Yeah, I'm not really sure what the boomers have to do with cheap credit. The cheap credit from my understanding has to deal with printing money and, if anything, Chinese saving. I mean, were already stealing from the Boomers en mass with inflation, which is its point. Not that the boomers are saving all that much anyways. The Boomers are saving all that much anyways: the average boomer by this chart turned 18 around 1970.
And, since the Boomers came of age where they could start saving, US saving rates have been going down immensely.

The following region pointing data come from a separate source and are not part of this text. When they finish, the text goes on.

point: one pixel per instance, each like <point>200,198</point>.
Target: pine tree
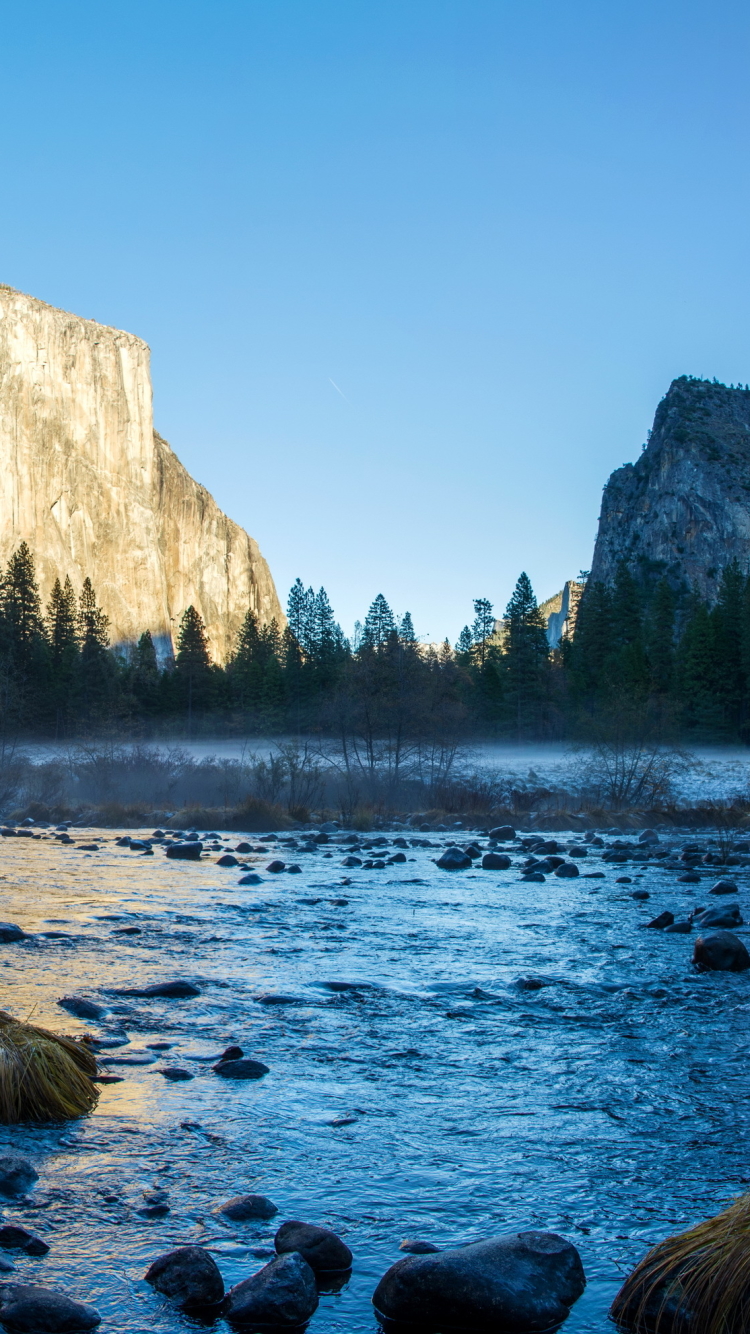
<point>95,678</point>
<point>526,658</point>
<point>465,643</point>
<point>379,624</point>
<point>482,628</point>
<point>192,663</point>
<point>406,630</point>
<point>146,679</point>
<point>62,622</point>
<point>661,639</point>
<point>26,667</point>
<point>727,615</point>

In general, the Boomers have
not been saving money.
"According to a 2018 Sightlines report, 30% of baby boomers haven’t saved anything for retirement.2 For those with something saved, the median balance for those born between 1948 and 1953 was $290,000. For those born between 1954 and 1959, they had saved around $209,000.3
Those numbers might not sound too alarming but that $290,000 in retirement savings equates to about $12,000 per year using the standard 4% withdrawal rate. Even adding in Social Security benefits of $17,532, an average Baby Boomer is only bringing in about $29,4532 per year.4 Hardly an income a person can live on comfortably."
If anything, I can see credit get even cheaper as the Boomers retire, as people who drive the demand for things people borrow for, such as Houses and Car, age out of needing to borrow.